Assim também, o Espírito Santo nos tornará pessoas mais pacientes e confiantes,
pela Graça que nos vem do Alto.
É preciso estar
atento às vozes de Deus em nosso cotidiano. Ele nos fala de maneira paterna e
amorosamente. Não esbraveja e muito menos altera sua voz. Para ouvir a voz de
Deus é imprescindível calar, é necessário emudecer. A Quaresma é o momento do
ouvir Deus e cessar a ‘tagarelice’ de
nossa língua; é o momento de cessar a inquietude dos afazeres e nos colocar em
atitude de oração. Observemos as plantas como agem no outono : parecem estar
adormecidas, parecem contemplar o Criador numa postura silenciosa e ouvinte.
Uma das maneiras mais eficazes de se ouvir Deus é deixar somente que Ele fale,
através do suave vento que toca o ouvido de nossas almas.
As plantas,
obedientes à natureza, deixam que se cumpram nelas a fase do desapego às folhas
velhas; elas não relutam, não vão contra seu destino. É preciso que aprendamos
isso também das árvores : sejamos obedientes à vontade de Deus em nossas vidas
sem que haja resistência de nossa parte, frente à ação da Providência. Sejamos
obedientes à vontade do Pai e confiemos em seu amor e em sua ação restauradora.
Por mais que caiam
as folhas e os ramos secos das árvores, ainda restam-lhe o caule e as raízes. O
caule permanece de pé, ‘olhando’ para
o céu, recebendo do sol a luz e os elementos necessários para sua vida. As raízes
continuam a retirar do solo o substrato para alimentar a planta. Por mais que
caiam por terra nossos vícios, nossos pecados; por mais que vão para longe
aquilo que não faz parte de nossa essência de Filhos de Deus, permanecem em
nós, intocáveis, a imagem e semelhança divinas que olham para os céus,
retirando do sol de nossa fé, as luzes necessárias para a vida espiritual. Por
mais que as ‘folhas’ e os ‘galhos’ sejam levados de nossa
existência, por graça e obra de Deus, nossas raízes continuarão a tirar da
Tradição da Igreja, dos Santos Padres, da Vida dos Santos e da Sagrada
Escritura, os elementos nutritivos elementares para permanecermos firmes,
confiantes e cheios de vida. Nós somos cristãos, contudo não somos os únicos.

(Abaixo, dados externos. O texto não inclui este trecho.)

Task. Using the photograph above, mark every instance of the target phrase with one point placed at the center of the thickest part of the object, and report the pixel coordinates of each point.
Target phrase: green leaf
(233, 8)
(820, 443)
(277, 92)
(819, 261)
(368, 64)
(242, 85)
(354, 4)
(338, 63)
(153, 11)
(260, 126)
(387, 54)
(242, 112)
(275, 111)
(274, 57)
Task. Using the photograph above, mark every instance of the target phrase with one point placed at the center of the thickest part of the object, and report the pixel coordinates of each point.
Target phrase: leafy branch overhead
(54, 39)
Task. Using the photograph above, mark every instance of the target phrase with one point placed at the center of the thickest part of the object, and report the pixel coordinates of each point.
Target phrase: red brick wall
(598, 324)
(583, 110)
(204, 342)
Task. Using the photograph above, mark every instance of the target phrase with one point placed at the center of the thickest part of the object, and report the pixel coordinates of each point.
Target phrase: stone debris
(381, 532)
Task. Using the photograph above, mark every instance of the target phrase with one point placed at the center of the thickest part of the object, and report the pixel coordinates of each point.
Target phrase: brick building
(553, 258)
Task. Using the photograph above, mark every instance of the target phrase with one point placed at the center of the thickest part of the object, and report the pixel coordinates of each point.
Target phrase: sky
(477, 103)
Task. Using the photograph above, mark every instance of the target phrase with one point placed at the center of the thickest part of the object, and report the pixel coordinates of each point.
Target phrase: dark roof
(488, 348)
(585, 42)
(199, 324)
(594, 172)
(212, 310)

Antes de nós muitos testemunharam sua fé, levando uma vida cheia de Deus,
testemunhando a Ressurreição d’Aquele que é Verdade e Vida. Construíram sua
história baseados na fé e deixaram o seu legado para as gerações que depois
vieram. Foram exemplos de vida a serem seguidos, pelo seu testemunho de
coragem, solidez e perseverança. É nesses modelos de vida que nossas ‘raízes’ buscam nutrientes para alimentar
o ‘caule’ de nossa existência. É
também permanecendo fiel à Igreja, conhecendo os preciosos escritos dos Padres
e lendo as páginas da Sagrada Escritura que permaneceremos firmes, apesar das
tempestades da vida. As raízes não buscam somente nutrientes sólidos, mas a
água que é condição indispensável para sua sobrevivência. Precisamos beber da
fonte, saciando assim nossa sede de Deus. A água é a oração. Assim como sem ela
uma planta não sobrevive, nossa fé sem oração, não resistirá. Um cristão sem
oração é inconcebível. Uma planta que não se nutre de água é impensável. Mesmo
aquelas que vivem em ambientes de deserto, retiram do ar, durante à noite, sua
água. A quaresma é o tempo propício para a oração e não devemos ignorá-lo.
As raízes cumprem
outro papel preponderante : fixar a planta no chão. Um cristão é alguém que
vive no mundo, apesar de não pertencer a ele. É neste mundo, no espaço de sua
casa, de sua família, de sua vizinhança que ele dá testemunho de sua fé. A
árvore é mais fiel que nós. Uma vez fixada à terra, permanece ali, enfrentando
as mais torrenciais das chuvas, os mais impetuosos dos ventos; ali ficará até
sua morte. Nós, ao contrário, por motivos variados, sentimos necessidade, vez
por outra, de fugir de nosso ambiente, quando as coisas parecem ficar difíceis.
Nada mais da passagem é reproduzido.